Note

Click here to download the full example code

Benchmark onnxruntime API: run or …¶

This short code compares different methods to call onnxruntime API.

run
run_with_ort_values
run_with_iobinding

You may profile this code:

py-spy record -o plot_benchmark_ort_api.svg -r 10
--native -- python plot_benchmark_ort_api.py

Linear Regression
Building the model
Conversion to ONNX
Benchmarks
Final
Graph
Conclusion

Linear Regression ¶

import numpy
import pandas
from onnxruntime import InferenceSession
from onnxruntime.capi._pybind_state import (  # pylint: disable=E0611
    SessionIOBinding, OrtDevice as C_OrtDevice,
    OrtMemType, OrtValue as C_OrtValue, RunOptions)
from sklearn import config_context
from sklearn.linear_model import LinearRegression
from skl2onnx import to_onnx
from cpyquickhelper.numbers.speed_measure import measure_time
from mlprodict.onnxrt import OnnxInference
from mlprodict.plotting.plotting import onnx_simple_text_plot
from mlprodict.testing.experimental_c_impl.experimental_c import code_optimisation

Available optimisation on this machine.

print(code_optimisation())
repeat = 250
number = 250

Out:

AVX-omp=8

Building the model ¶

X = numpy.random.randn(1000, 10).astype(numpy.float32)
y = X.sum(axis=1)

model = LinearRegression()
model.fit(X, y)

Out:

LinearRegression()

Conversion to ONNX ¶

onx = to_onnx(model, X, black_op={'LinearRegressor'})
print(onnx_simple_text_plot(onx))

Out:

opset: domain='' version=13
input: name='X' type=dtype('float32') shape=(0, 10)
init: name='coef' type=dtype('float32') shape=(10,)
init: name='intercept' type=dtype('float32') shape=(1,) -- array([1.4016405e-07], dtype=float32)
init: name='shape_tensor' type=dtype('int64') shape=(2,) -- array([-1,  1])
MatMul(X, coef) -> multiplied
  Add(multiplied, intercept) -> resh
    Reshape(resh, shape_tensor) -> variable
output: name='variable' type=dtype('float32') shape=(0, 1)

Benchmarks ¶

data = []

scikit-learn

print('scikit-learn')

with config_context(assume_finite=True):
    obs = measure_time(lambda: model.predict(X),
                       context=dict(model=model, X=X),
                       repeat=repeat, number=number)
    obs['name'] = 'skl'
    data.append(obs)

Out:

scikit-learn

numpy runtime

print('numpy')
oinf = OnnxInference(onx, runtime="python_compiled")
obs = measure_time(
    lambda: oinf.run({'X': X}), context=dict(oinf=oinf, X=X),
    repeat=repeat, number=number)
obs['name'] = 'numpy'
data.append(obs)

Out:

numpy

onnxruntime: run

print('ort')
sess = InferenceSession(onx.SerializeToString(),
                        providers=['CPUExecutionProvider'])
obs = measure_time(lambda: sess.run(None, {'X': X}),
                   context=dict(sess=sess, X=X),
                   repeat=repeat, number=number)
obs['name'] = 'ort-run'
data.append(obs)

Out:

ort

onnxruntime: run

print('ort-c')
sess = InferenceSession(onx.SerializeToString(),
                        providers=['CPUExecutionProvider'])
ro = RunOptions()
output_names = [o.name for o in sess.get_outputs()]
obs = measure_time(
    lambda: sess._sess.run(output_names, {'X': X}, ro),
    context=dict(sess=sess, X=X),
    repeat=repeat, number=number)
obs['name'] = 'ort-c'
data.append(obs)

Out:

ort-c

onnxruntime: run_with_ort_values

print('ort-ov-c')
device = C_OrtDevice(C_OrtDevice.cpu(), OrtMemType.DEFAULT, 0)
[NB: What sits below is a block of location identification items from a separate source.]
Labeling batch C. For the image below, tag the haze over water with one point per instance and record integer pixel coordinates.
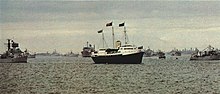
(42, 26)
(69, 75)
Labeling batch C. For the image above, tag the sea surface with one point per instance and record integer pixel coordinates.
(78, 75)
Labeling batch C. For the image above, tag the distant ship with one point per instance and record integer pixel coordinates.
(55, 53)
(175, 52)
(149, 53)
(29, 55)
(13, 54)
(87, 50)
(208, 53)
(125, 54)
(71, 54)
(161, 55)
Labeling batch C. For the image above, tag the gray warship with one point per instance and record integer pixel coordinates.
(13, 54)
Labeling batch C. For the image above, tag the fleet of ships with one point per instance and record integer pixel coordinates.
(125, 53)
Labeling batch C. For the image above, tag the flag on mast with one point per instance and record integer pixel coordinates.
(109, 24)
(122, 24)
(100, 31)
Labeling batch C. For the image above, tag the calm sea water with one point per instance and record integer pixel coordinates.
(71, 75)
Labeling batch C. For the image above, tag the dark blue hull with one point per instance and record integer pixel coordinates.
(135, 58)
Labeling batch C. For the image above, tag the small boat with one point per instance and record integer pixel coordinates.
(29, 55)
(126, 54)
(161, 55)
(87, 50)
(209, 53)
(13, 54)
(149, 53)
(175, 52)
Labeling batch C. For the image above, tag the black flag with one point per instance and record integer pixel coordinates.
(122, 24)
(100, 31)
(109, 24)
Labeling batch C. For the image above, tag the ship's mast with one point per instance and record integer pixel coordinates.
(9, 44)
(125, 35)
(103, 40)
(113, 37)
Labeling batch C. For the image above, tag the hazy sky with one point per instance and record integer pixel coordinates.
(42, 26)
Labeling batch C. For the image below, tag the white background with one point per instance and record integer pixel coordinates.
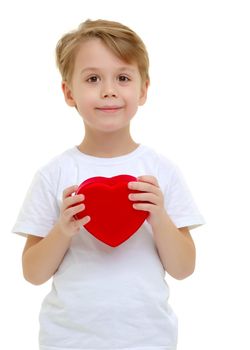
(196, 114)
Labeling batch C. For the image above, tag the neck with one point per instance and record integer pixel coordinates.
(107, 145)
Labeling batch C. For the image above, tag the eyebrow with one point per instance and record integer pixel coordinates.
(121, 69)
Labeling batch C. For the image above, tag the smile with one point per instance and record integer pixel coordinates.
(109, 109)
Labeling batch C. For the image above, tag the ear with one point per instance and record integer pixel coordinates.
(144, 91)
(68, 94)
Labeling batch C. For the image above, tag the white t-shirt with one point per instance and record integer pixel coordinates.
(103, 297)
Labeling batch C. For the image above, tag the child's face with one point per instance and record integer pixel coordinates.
(105, 90)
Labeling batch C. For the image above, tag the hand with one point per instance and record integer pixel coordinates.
(68, 225)
(151, 197)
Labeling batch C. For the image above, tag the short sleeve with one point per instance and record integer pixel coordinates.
(40, 209)
(179, 202)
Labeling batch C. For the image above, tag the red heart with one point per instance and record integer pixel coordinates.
(113, 218)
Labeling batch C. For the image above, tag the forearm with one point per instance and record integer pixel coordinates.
(41, 260)
(176, 249)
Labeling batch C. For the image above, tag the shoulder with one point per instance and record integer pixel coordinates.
(52, 170)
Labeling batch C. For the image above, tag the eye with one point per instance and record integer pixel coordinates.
(93, 79)
(123, 78)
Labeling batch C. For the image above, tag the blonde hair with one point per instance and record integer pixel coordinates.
(121, 40)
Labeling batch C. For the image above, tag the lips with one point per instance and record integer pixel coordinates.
(109, 108)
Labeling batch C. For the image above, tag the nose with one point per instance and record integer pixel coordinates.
(109, 90)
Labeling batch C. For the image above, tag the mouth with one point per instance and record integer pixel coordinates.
(109, 109)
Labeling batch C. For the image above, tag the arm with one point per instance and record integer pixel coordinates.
(42, 256)
(175, 246)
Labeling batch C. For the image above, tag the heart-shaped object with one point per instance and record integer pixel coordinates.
(113, 218)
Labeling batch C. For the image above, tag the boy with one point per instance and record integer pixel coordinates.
(104, 297)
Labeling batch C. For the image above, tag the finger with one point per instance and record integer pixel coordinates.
(81, 222)
(144, 197)
(84, 220)
(148, 178)
(69, 191)
(144, 206)
(70, 212)
(144, 187)
(72, 200)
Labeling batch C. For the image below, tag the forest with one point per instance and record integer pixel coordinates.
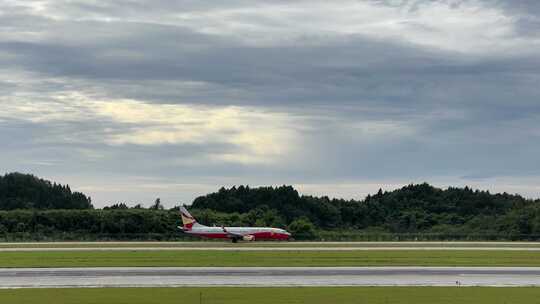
(35, 209)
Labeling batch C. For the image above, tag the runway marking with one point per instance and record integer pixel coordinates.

Xov = C_OrtValue.ortvalue_from_numpy(X, device)

sess = InferenceSession(onx.SerializeToString(),
                        providers=['CPUExecutionProvider'])
ro = RunOptions()
output_names = [o.name for o in sess.get_outputs()]
obs = measure_time(
    lambda: sess._sess.run_with_ort_values(
        {'X': Xov}, output_names, ro),
    context=dict(sess=sess),
    repeat=repeat, number=number)
obs['name'] = 'ort-ov'
data.append(obs)

Out:

ort-ov-c

onnxruntime: run_with_iobinding

print('ort-bind')
sess = InferenceSession(onx.SerializeToString(),
                        providers=['CPUExecutionProvider'])
bind = SessionIOBinding(sess._sess)
ort_device = C_OrtDevice(C_OrtDevice.cpu(), C_OrtDevice.default_memory(), 0)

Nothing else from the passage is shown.